How might you introduce a new accounting employee to an unfamiliar financial system? First of all, you might want to warn them about any quirks in how the system shows signs.
There are two ways to display signs: Normal and Debit /Credit.
Currently I am working with a system that mixes both in the same report. I know! I know! You are asking how does that work? Answer – not well. A download of transactions into Excel looks like the five columns on the left below.
Revenue and expense are shown in one column with a positive number indicating the amount is “normal” for that transaction type, and balance sheet accounts are shown in separate debit and credit columns. Huh? To make this report even remotely usable I have to do the conversion to the right.
This transaction report probably is the result of a the vendor’s fundamental lack of understanding of its users’ needs.
So, if you develop financial system solutions, I’d like to know that each of your accounts is not one customer but a constellation of customers, each with wildly different needs.
Non-accountant users require particular data entry screens and reports that make their experience with the system intuitive and simple. They most certainly don’t want to see anything that asks them to enter or understand debits and credits. Know these needs and deliver appropriate solutions.
Most of the time accountants are going to want to see transactions displayed and reported as debits and credits. Accountants would additionally like to select a version of a non-accountant “user friendly” screen to display as debits and credits. What, you say, interfaces that perform identical functions delivered in two different formats?
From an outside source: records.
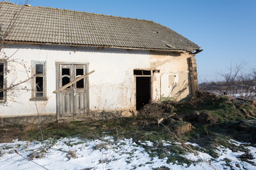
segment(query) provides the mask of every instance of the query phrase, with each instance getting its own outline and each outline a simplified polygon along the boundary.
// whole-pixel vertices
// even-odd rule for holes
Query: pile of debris
[[[218,123],[221,116],[228,120],[228,115],[225,115],[225,113],[219,113],[220,116],[210,113],[213,110],[217,110],[220,106],[224,109],[228,109],[225,108],[225,106],[231,108],[235,110],[234,114],[238,114],[237,117],[243,115],[245,118],[253,118],[256,115],[255,101],[233,98],[203,91],[198,91],[196,94],[196,98],[180,103],[169,101],[149,103],[138,113],[137,118],[146,120],[147,123],[155,124],[158,127],[159,124],[162,124],[169,127],[174,132],[183,134],[190,132],[193,128],[192,125],[194,124],[211,126]],[[206,110],[206,108],[209,106],[212,107],[212,112]],[[181,113],[177,110],[177,108],[181,107],[187,107],[189,109]]]

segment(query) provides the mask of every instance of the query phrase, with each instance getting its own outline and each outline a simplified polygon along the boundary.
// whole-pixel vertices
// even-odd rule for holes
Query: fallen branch
[[[18,155],[21,156],[21,157],[23,157],[23,158],[25,159],[26,160],[31,161],[31,162],[32,162],[33,163],[34,163],[34,164],[36,164],[41,166],[42,168],[43,168],[43,169],[47,169],[47,170],[49,170],[48,169],[43,166],[42,165],[40,165],[40,164],[38,164],[38,163],[36,163],[36,162],[33,162],[33,161],[32,161],[32,160],[31,160],[31,159],[27,159],[27,158],[24,157],[23,155],[20,154],[16,149],[14,149],[14,151],[15,151],[15,153],[16,153]]]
Yes.
So, am I actually advocating for a mixed system? Sort of. Input and output conventions are probably most effective when they are user dependent. For this reason it would be helpful if screens and reports actually indicated how signs are being displayed.
However you address this, here’s my admonition: never mix both types in the same screen or report.
If something has outlived its usefulness, or you discover it never really worked in the first place (e.g. the report shown above), let it go, no matter how much time, energy and money you invested in developing it.
Now that’s a rule with a pretty wide application to life in general, I’d say.